With Rural Society's new location opening earlier this month in the Loews Chicago hotel, Chef Jose Garces, founder of the eponymous multi-concept Garces Group, returns to his hometown.
"With the number of steakhouses we have in Chicago, Jose wanted to give everyone his version of what a steakhouse could be," says Chef de Cuisine Cory Morris, who joins Rural Society after seven years at Mercat a la Planxa, also a Jose Garces concept.
Rural Society's first location opened in the Loews Madison hotel in Washington, D.C., last summer. Its sequel in Chicago will follow the same pattern of high-end, authentic Argentine cuisine, including wood-fired meats and fish prepared desde la parilla, or on a grill that uses of charcoal and an Argentine hardwood called quebracho. The beverage program also stays true to its roots with a wine list that is 80 percent South American, while the cocktail program harkens to traditional Argentine and South American sips.
FSR spoke with Chef Morris during Rural Society’s second week of operation to learn what guests can expect from the new location, how the Garces Group may localize the restaurant to support Chicago's tastes, and how it is handling sourcing.
Chef Morris says the menu in Chicago is the same as the D.C. location, but he expects that to change slightly with Rural Society's first seasonal menu change, which will cater a bit more to the Chicago market.
"We have these conversations with the chefs in the Garces group a lot,” Chef Morris says when asked how the restaurant might localize its offerings to Chicago tastes. “We talk about some of the dishes that are hits and some that are misses. I think Chicago has a very experimental palate.
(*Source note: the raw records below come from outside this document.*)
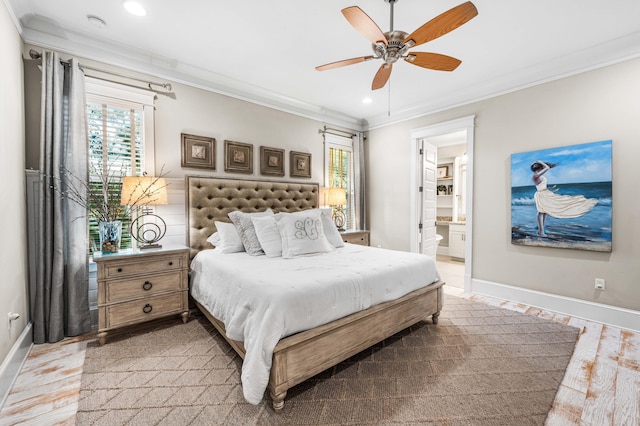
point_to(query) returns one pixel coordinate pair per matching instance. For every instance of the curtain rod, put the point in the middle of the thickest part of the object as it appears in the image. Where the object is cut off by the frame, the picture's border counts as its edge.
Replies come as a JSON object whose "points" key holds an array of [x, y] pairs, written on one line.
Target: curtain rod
{"points": [[36, 55], [336, 132]]}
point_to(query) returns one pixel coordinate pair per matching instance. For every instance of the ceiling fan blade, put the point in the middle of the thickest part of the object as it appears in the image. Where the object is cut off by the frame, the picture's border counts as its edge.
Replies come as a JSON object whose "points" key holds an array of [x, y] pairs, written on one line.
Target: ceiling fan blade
{"points": [[434, 61], [343, 63], [364, 24], [382, 76], [442, 24]]}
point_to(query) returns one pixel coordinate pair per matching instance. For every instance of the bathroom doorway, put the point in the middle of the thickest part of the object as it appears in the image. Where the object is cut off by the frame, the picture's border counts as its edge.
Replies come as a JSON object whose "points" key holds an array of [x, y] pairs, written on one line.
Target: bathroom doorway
{"points": [[453, 141]]}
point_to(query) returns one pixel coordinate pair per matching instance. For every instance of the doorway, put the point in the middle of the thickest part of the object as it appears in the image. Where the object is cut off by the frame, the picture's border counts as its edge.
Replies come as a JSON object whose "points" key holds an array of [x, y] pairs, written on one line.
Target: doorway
{"points": [[458, 200]]}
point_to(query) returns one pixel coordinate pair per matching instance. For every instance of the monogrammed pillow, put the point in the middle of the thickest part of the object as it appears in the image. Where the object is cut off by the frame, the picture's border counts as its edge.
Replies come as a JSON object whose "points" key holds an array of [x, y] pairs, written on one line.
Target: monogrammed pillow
{"points": [[302, 233]]}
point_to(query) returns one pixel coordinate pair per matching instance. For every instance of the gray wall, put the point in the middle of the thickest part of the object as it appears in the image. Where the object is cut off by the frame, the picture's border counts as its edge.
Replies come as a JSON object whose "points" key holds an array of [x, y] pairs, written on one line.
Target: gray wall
{"points": [[13, 250], [593, 106]]}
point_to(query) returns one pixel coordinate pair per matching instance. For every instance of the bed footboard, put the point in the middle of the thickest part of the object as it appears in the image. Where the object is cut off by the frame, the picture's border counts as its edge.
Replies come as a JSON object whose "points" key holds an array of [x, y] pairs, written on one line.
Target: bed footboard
{"points": [[303, 355]]}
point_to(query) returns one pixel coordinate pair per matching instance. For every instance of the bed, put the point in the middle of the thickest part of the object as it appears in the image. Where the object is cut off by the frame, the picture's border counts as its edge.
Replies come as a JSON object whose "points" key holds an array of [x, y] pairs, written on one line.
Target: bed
{"points": [[302, 353]]}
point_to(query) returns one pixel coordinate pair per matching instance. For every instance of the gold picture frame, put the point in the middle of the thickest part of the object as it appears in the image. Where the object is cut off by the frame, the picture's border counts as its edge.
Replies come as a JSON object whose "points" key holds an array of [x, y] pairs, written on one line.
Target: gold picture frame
{"points": [[271, 161], [197, 151], [238, 157], [300, 164]]}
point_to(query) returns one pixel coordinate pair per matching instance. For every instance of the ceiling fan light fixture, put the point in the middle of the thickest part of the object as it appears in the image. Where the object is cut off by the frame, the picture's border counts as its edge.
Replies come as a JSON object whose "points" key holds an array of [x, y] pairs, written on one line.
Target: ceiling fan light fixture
{"points": [[134, 8], [394, 45], [96, 21]]}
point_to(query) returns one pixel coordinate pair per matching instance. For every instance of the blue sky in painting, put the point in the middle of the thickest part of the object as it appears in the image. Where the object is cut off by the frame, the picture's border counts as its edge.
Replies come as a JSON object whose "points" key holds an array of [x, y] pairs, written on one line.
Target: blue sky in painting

And with Rural Society and our approach, we'll be able to have some unique combinations."
Argentine cuisine is heavily based in meat and cheese, so Chef Morris says guests can expect plays on classics such as the Matambre, which traditionally is a skirt steak served with carrot and boiled egg. "We gave it a more modern update with poached quail egg and carrot chimichuri, and we use a really nice imported filet for the herb crusted beef tenderloin."
Most of the meats and cheese, in fact, are imported to retain the restaurant's authenticity. "I haven't come across a restaurant that's executing [sourcing] on the level that we are right now," Chef Morris says.
Stateside, Rural Society sources from trusted suppliers, including one in Philadelphia, and is beginning to build relationships with local purveyors. "For one of our sections of the menu, the Picada section [a Charcuterie plate that includes a selection of Argentine cured meats and hams], I'm working with a local producer and good friend who is executing high-level charcuterie for us here,” Chef Morris says.
He also hopes to use the connections with local farmers that be built during his seven years at Mercat a la Planxa.
Complementing the dishes on the menu are the myriad Argentine and South American wines, which make up 80 percent of the wine list. They're easy to pair with the dishes because "they're big and bold, just like our food," Chef Morris says.